Evaluating Citibike as a Commuting Option
Or, how to take advantage of cron jobs and run code automatically.
Here are some facts about me:
- I’m subletting in Brooklyn for the summer
- I work all day in the Flatiron District
- I love biking
- Riding the subway irritates me
Ergo, I might be a good candidate for the Citibike bike share program. However, I didn’t want to commit until I had proof that a bike would be available to me at the specific times I would need one.
So, I wrote a simple python script on my remote server to read Citibike’s system feed data to understand the bike availability at specified stations. It stores selected data into a dictionary (station name, available bikes, available docks, current time), then writes the selected data into a csv file called “citibikedata.csv”.
The key here is to work in conjunction with crontabs, which will run my code in the background at specified times. Find that code below the python script.
Make it your own: Modify the my_stations
variable to include any stations you are interested in tracking. Find station names here.
citibikefeed.py
import urllib, json
import pandas as pd
from datetime import datetime
import os.path
url = "https://www.citibikenyc.com/stations/json"
response = urllib.urlopen(url)
data = json.loads(response.read())
my_stations = ["Fulton St & Washington Ave","Fulton St & Grand Ave",
"Fulton St & Clermont Ave","Lefferts Pl & Franklin Ave"]
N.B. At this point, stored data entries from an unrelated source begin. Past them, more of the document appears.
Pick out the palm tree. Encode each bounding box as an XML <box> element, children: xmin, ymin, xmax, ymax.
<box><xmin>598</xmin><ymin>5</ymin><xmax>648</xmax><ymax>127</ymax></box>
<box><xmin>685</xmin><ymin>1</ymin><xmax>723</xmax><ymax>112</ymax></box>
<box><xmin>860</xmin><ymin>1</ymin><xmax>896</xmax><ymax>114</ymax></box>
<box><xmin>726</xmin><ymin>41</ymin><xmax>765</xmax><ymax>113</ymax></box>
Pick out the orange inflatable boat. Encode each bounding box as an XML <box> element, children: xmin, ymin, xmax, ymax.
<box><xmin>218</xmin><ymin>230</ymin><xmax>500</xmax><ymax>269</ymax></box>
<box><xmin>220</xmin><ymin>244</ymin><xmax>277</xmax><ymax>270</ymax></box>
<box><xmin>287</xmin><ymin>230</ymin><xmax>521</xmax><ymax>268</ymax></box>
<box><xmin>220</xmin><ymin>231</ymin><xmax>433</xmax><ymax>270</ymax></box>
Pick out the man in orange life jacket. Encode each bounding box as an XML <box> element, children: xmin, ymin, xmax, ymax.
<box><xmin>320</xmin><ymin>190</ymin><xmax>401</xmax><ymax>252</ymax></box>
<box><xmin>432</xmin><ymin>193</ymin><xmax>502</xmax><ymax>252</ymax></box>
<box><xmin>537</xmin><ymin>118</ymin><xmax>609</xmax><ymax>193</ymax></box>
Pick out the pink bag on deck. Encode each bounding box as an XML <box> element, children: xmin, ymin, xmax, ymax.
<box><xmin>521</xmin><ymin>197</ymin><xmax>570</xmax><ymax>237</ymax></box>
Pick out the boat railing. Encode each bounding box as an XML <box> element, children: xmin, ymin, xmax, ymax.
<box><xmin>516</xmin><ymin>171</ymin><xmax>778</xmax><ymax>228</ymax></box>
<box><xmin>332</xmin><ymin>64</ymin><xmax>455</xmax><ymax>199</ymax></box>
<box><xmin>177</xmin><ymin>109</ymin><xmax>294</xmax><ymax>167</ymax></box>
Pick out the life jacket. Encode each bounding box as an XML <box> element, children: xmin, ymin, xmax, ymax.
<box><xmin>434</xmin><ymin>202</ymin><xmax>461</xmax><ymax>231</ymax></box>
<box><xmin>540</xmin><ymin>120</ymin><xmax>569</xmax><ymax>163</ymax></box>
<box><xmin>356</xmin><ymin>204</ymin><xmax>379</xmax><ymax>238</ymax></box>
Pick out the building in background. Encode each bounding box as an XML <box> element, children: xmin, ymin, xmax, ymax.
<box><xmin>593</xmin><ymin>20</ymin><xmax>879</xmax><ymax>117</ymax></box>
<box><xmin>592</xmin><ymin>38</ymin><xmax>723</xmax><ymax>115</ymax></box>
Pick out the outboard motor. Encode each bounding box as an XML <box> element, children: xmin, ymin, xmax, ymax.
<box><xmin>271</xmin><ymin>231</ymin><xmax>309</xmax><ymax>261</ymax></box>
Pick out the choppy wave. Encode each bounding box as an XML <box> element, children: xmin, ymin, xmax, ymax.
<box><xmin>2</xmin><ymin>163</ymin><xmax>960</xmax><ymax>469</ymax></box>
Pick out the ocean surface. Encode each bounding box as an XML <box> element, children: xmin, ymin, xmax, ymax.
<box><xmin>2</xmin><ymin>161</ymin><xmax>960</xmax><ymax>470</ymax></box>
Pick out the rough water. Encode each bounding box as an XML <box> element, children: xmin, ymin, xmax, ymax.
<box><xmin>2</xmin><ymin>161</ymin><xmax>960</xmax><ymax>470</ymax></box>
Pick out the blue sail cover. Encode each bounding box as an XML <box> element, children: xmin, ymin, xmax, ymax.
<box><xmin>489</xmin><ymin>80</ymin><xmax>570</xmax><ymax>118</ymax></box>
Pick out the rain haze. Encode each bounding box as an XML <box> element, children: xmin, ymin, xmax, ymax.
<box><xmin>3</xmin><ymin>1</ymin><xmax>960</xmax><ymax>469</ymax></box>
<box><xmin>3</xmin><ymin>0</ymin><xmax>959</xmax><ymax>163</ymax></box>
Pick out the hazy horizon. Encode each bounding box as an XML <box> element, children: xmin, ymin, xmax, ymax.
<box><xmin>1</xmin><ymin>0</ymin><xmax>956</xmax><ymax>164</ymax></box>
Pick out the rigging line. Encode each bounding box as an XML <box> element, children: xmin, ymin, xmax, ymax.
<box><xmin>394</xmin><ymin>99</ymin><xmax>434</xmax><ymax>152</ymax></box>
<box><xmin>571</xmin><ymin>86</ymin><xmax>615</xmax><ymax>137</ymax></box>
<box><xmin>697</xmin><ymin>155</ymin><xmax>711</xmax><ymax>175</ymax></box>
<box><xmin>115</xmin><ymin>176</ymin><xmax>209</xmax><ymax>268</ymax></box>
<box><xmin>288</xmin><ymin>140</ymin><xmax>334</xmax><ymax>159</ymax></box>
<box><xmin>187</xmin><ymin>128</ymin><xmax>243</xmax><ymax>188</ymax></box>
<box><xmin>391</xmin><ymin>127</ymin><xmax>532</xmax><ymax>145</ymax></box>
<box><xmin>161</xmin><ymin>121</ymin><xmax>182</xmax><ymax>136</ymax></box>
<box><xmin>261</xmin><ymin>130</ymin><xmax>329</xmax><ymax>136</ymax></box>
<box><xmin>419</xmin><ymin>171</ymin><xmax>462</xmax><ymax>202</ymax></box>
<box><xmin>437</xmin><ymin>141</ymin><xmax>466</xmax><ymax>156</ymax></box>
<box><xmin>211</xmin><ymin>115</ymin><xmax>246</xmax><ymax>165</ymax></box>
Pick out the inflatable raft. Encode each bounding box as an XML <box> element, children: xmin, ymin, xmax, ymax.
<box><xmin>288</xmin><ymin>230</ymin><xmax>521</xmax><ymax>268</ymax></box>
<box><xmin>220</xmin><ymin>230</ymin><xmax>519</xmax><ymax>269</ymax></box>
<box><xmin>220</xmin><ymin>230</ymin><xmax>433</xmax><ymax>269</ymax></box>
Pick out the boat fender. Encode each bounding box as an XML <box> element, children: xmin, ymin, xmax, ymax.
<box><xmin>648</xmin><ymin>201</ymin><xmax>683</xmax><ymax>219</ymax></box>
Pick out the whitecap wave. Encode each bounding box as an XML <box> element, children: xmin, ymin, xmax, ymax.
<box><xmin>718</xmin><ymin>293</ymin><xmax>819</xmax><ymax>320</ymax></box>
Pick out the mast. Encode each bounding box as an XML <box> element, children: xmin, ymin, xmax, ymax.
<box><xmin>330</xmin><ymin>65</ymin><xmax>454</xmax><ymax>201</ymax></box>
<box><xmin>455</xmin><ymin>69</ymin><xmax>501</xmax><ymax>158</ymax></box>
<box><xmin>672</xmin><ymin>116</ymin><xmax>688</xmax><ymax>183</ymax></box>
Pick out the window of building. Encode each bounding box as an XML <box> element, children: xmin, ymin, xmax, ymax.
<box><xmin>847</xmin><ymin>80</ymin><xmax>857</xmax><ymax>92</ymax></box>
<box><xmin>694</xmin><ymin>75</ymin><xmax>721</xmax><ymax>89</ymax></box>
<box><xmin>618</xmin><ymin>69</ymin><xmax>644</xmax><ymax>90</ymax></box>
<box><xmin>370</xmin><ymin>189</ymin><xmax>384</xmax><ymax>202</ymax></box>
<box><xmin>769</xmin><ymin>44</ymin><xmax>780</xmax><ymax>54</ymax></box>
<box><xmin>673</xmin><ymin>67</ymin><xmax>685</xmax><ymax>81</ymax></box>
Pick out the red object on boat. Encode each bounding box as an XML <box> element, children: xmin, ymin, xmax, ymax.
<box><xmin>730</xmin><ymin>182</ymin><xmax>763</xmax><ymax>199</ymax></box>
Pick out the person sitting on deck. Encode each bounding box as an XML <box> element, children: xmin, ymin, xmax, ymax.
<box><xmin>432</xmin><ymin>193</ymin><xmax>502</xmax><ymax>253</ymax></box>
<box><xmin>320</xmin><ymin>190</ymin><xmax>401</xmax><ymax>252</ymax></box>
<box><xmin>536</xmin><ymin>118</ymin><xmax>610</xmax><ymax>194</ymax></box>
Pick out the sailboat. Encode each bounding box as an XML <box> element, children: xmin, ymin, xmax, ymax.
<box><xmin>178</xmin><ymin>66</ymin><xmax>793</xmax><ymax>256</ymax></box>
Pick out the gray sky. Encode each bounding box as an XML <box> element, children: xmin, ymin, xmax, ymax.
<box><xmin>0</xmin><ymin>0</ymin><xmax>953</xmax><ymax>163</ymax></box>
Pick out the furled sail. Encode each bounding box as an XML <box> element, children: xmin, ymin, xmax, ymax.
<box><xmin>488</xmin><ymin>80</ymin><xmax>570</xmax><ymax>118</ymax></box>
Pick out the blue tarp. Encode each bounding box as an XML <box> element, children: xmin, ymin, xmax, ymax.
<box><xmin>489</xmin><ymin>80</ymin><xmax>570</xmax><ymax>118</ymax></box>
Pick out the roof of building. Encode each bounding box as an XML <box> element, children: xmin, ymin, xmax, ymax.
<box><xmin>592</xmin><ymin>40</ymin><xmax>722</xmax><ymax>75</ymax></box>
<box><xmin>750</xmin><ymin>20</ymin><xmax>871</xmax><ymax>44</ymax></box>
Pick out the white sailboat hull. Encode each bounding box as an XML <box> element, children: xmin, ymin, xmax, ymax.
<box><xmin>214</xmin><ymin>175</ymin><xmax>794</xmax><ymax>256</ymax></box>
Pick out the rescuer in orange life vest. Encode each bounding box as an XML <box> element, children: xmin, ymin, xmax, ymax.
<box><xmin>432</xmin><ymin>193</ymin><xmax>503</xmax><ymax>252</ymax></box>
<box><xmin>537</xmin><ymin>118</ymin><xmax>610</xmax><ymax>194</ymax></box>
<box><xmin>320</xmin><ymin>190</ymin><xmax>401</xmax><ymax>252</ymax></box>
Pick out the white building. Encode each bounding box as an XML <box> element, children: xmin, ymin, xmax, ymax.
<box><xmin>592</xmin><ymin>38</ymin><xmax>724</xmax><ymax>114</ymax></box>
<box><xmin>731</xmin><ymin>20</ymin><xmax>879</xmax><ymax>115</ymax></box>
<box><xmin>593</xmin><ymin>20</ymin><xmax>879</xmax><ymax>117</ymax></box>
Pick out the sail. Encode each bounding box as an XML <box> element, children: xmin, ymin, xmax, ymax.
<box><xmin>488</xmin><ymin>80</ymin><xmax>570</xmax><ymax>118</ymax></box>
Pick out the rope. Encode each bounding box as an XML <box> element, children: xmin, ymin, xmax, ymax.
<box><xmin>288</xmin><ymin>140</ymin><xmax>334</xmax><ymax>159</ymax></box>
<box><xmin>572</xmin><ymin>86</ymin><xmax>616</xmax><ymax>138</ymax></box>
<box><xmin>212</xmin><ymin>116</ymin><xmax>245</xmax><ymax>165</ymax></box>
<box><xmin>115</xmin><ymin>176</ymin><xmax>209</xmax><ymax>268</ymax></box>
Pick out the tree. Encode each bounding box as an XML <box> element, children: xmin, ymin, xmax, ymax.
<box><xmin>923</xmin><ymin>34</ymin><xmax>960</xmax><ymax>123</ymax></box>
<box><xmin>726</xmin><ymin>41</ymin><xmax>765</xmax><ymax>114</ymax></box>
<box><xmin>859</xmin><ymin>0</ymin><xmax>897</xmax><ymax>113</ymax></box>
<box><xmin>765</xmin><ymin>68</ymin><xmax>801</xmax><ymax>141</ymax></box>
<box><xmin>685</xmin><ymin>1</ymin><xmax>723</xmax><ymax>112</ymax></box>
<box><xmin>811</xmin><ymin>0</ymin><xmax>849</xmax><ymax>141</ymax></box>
d={'name':[],'docks':[],'bikes':[],'time':[]}
for station in data["stationBeanList"]:
if station["stationName"] in my_stations:
d['name'].append(str(station["stationName"]))
d['docks'].append(int(station['availableDocks']))
d['bikes'].append(int(station['availableBikes']))
d['time'].append(datetime.strptime(str(data["executionTime"]),"%Y-%m-%d\
%I:%M:%S %p"))
df = pd.DataFrame(d)
f = "citibikedata.csv"
if os.path.isfile(f)==True:
df.to_csv(f,mode="a",header=False)
else:
df.to_csv(f,mode="w",header=True)
Now, this feed grabs data at the current time. But I would need the bike sometime around 8am, every weekday. Let’s set up a cronjob to run this script between 7am and 9am.
On my remote server (where my citibikefeed.py file lives), I opened my crontab on the command line:
$ crontab -e
And added:
*/3 7,8 * * 1-5 python citibikefeed.py
This means: run my file every 3 minutes, from 7am to 8:59am, from Mon to Fri.
After one day of running, I plotted my feed in iPython Notebook with seaborn:
citibikegraph.ipynb
import pandas as pd
%matplotlib inline
import seaborn as sns
df = pd.read_csv("citibikefeed.csv")
g = sns.factorplot(x="time", y="bikes", hue="name", data=df,aspect = 2,size=6)
g.set_xticklabels(rotation=90)
g.set(title="Available bikes at selected stations")
Great! Bikes galore.
Next steps: This script can easily be expanded to include dock availability at destination station, as well as available docks at your neighborhood station for the return journey.